I found myself, quite unexpectedly, staring down a hospital corridor, its white floor and ceiling and beige walls, now in recollection, bleached at their edges as if glimpsed through a thin cloud’s brief eclipse. Nurses and technicians walked purposefully past on unguessed errands, progressing, with each step, further into the frayed perimeter of my awareness. Mystery herself had descended, it seemed, blanketing my surroundings and the course that led me to them in impenetrable inscrutability, and distressing me with contra-compatible sensations: disorientation and déjà vu.
In the flash of a passed moment, though some time later, I saw the face of my wife emerging from the surrounding blur. Immediately, the emotional warmth of joy and relief flushed my cheeks as if I were being rescued against hope from an unjust exile in the maddening dark of Plato’s allegorical cave. I embraced my rescuer with tearful gratitude, but our words faded into the blankness that followed.

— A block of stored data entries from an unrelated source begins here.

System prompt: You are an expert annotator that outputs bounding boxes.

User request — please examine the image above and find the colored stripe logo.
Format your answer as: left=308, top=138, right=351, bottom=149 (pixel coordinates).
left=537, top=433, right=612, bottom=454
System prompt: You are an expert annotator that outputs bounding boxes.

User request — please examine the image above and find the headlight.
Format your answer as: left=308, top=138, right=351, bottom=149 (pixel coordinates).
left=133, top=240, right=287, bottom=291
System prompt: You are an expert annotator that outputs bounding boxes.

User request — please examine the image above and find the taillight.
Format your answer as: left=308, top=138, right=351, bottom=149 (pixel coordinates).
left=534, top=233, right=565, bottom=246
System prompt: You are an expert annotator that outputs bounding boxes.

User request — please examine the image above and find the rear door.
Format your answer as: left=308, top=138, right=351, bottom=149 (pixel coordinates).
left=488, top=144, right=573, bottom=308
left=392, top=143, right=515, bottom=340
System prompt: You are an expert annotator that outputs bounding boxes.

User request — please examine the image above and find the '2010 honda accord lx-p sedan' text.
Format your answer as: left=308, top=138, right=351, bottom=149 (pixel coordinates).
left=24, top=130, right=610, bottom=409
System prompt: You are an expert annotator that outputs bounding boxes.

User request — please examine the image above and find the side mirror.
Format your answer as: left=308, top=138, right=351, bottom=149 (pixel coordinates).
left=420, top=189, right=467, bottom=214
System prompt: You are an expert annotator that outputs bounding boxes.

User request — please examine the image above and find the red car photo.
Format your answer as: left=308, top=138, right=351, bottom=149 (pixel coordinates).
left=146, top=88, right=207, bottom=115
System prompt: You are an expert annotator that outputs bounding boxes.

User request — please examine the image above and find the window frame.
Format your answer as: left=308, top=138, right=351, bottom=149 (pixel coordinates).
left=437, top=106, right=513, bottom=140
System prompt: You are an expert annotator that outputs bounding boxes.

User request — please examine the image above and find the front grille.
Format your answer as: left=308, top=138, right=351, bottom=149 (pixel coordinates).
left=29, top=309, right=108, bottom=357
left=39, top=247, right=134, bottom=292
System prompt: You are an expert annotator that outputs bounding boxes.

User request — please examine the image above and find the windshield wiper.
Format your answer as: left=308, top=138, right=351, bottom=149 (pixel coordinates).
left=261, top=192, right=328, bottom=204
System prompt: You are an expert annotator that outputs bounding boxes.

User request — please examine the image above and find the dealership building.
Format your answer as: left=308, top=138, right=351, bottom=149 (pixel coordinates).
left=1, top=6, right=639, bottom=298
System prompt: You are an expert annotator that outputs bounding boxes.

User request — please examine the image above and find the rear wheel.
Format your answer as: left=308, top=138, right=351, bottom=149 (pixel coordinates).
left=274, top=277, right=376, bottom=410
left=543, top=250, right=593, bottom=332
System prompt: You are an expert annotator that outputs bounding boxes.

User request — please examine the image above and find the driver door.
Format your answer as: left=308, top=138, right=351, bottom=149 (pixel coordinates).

The cycle did eventually erode, and I began to retain and accumulate pieces of its narrative. But there were very humbling moments. For example, according to my wife, it took some time to convince me, in my state of temporary anterograde amnesia, that I was not a doctor in the hospital, but rather an undergraduate student at the nearby college. My strong desire to practice medicine was foremost in my mind, but the details of my daily life seemed far away, as if in distant memory. The eventual comprehension of my status was colored by both amusement at my confusion and disappointment proportional to the daunting duration of the medical training that, I realized, still lay ahead.
Within twenty-four hours, I had regained most of my memory and could establish new ones as well. Though short, the experience changed my outlook in several ways. Most significant for my future patients, I experienced some part of the shock and panic that can come with traumatic stress and medical emergencies, and the disorientation that a patient may feel when thrust into a medical setting. During my brief hospital stay, I saw my condition not as a presentation of symptoms to be differentially diagnosed, but as a personal crisis, with consequences extending into every aspect of my life and affecting every relationship. I have now seen the divergence of perspectives between providers and their patients from both sides, and I believe I will be better able, in part because of this humbling experience, to bridge the potential divide by empathizing with my patients’ psychosocial and emotional needs, while also treating their disease.